The governor asked for more than $20.8 million in funding from the General Assembly in 2016 for prison worker raises. If approved, Guice said it would be the first raise of any real significance since the 1980s.
While the state House and Senate budgets differ widely in many respects, pay for prison staff isn't one of those differences.
Both versions, which lawmakers hope to merge into a compromise in the next few of weeks, would phase in correctional officer raises starting in January, calling for $12.8 million in 2015 and $25.5 million in 2016.
The funding would implement recommendations already approved by state human resources officials to increase salaries for several types of prison workers based on the security level of the facility. Guice said the change acknowledges the vastly different responsibilities and risk at prisons supervising minimum-security, medium-security and close-custody inmates.
"You can't get anybody to work in close custody if they can work right down the road at a minimum camp for the same amount of money," he said.
Correctional officers would see an extra $1,000 to $8,000 in their annual pay – an 18 percent increase for top officers working at the state's toughest maximum-security prisons.
A pay bump like that, Guice said, "sends a great signal to the rank and file" and will be a huge help to recruitment efforts.
But prison leaders said filling vacancies will also require a "rebranding" of the job – an effort that continues more than a year after the dehydration death of inmate Michael Kerr in prison custody.

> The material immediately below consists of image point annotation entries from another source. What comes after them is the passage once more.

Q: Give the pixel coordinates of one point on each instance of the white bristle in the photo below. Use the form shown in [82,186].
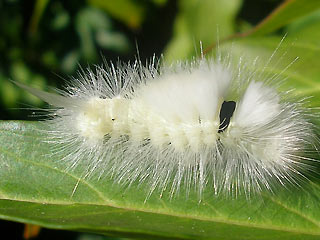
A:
[162,126]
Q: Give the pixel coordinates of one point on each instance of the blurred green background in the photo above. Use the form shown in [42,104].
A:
[43,42]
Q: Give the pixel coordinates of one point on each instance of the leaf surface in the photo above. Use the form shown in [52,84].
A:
[36,188]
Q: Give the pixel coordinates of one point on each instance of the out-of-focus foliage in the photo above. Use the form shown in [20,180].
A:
[205,22]
[43,39]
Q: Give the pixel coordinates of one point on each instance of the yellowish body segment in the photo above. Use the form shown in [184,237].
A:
[120,116]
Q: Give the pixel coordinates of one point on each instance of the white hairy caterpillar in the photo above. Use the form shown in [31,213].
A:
[202,124]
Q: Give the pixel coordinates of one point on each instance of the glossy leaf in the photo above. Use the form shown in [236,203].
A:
[35,188]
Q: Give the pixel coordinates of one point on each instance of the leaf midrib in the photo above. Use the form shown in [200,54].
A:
[108,204]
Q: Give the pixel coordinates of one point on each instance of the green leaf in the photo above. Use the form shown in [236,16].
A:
[295,60]
[36,188]
[197,21]
[286,13]
[130,12]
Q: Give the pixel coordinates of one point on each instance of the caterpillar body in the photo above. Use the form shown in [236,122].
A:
[197,125]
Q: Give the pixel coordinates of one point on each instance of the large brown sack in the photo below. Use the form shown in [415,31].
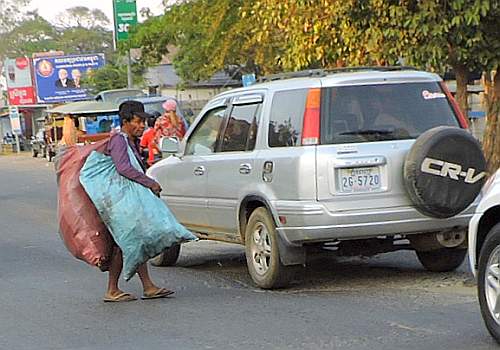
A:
[80,225]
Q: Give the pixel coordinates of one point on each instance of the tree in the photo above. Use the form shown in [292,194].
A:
[33,34]
[11,13]
[452,34]
[82,17]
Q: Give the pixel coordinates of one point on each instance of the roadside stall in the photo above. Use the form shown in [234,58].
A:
[82,122]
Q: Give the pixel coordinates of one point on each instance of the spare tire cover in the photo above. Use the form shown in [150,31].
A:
[444,171]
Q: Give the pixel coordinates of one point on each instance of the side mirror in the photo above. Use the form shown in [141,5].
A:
[169,145]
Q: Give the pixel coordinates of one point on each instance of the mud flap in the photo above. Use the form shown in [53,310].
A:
[290,254]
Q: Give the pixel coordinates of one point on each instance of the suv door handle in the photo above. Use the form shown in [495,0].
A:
[245,168]
[199,170]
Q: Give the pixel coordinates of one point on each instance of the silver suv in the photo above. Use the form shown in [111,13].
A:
[327,159]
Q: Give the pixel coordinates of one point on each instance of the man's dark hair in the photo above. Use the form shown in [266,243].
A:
[151,121]
[128,109]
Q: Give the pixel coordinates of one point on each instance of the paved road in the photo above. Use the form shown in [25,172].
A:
[48,300]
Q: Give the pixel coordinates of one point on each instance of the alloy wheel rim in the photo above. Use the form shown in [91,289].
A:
[261,249]
[492,284]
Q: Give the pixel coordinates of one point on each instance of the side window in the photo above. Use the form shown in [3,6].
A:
[204,139]
[241,129]
[285,122]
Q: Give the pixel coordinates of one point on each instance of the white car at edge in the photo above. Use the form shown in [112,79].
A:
[484,253]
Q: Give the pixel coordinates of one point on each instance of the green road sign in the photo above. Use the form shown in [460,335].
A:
[125,15]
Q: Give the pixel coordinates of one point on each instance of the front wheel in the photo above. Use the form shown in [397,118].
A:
[262,253]
[488,282]
[168,257]
[442,260]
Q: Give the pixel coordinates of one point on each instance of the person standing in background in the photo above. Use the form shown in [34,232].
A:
[148,145]
[169,124]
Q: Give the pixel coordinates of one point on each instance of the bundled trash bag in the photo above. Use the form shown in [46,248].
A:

"Every profession has someone who makes a mistake. Unfortunately, when we make one, it’s put out there so badly that anyone on the cusp of thinking about corrections as a career may step back a little bit," Lassiter said. "We’re showing the positive that we do in the community, and we’re showing the community the importance of public safety as it relates to correction."
Human resources officials estimate that, to implement the pay raises, the state will need to commit a little more than $20 million in funding, which both the House and Senate budget versions would meet by the 2016 fiscal year.
Guice said they'll look for additional resources over the next few years to provide even more flexibility for pay.
In the meantime, prison officials will need to retain their staff in addition to recruiting them.
In 2014, state records show, about 1,500 correctional officers left the department or were dismissed from service, about 15 percent of the correctional officer positions in 56 prisons. Those 9,700 positions supervise about 38,000 inmate across the state.
Lassiter said he and other prison leaders are telling their officers that the vacancy rate is a top priority. They're encouraging officers to communicate with their supervisors when they need breaks and are asking for ideas about how to operate more effectively.
For the most part, he said, officers have been understanding.
"They know that when we hold someone over for overtime and tell someone they can’t have vacation, it is to make it a safer environment," Lassiter said.
The high vacancy rates haven't undercut the prison system's ability to care for inmates or keep the public safe, Lassiter said. But the issue is important enough that both Guice and DPS Secretary Frank Perry have committed to fixing the problem – and monitoring it closely.
"All I can say is: We'll ring the bell when we feel like it’s at the point where we can't manage any longer," Lassiter said. "We're far from that situation right now."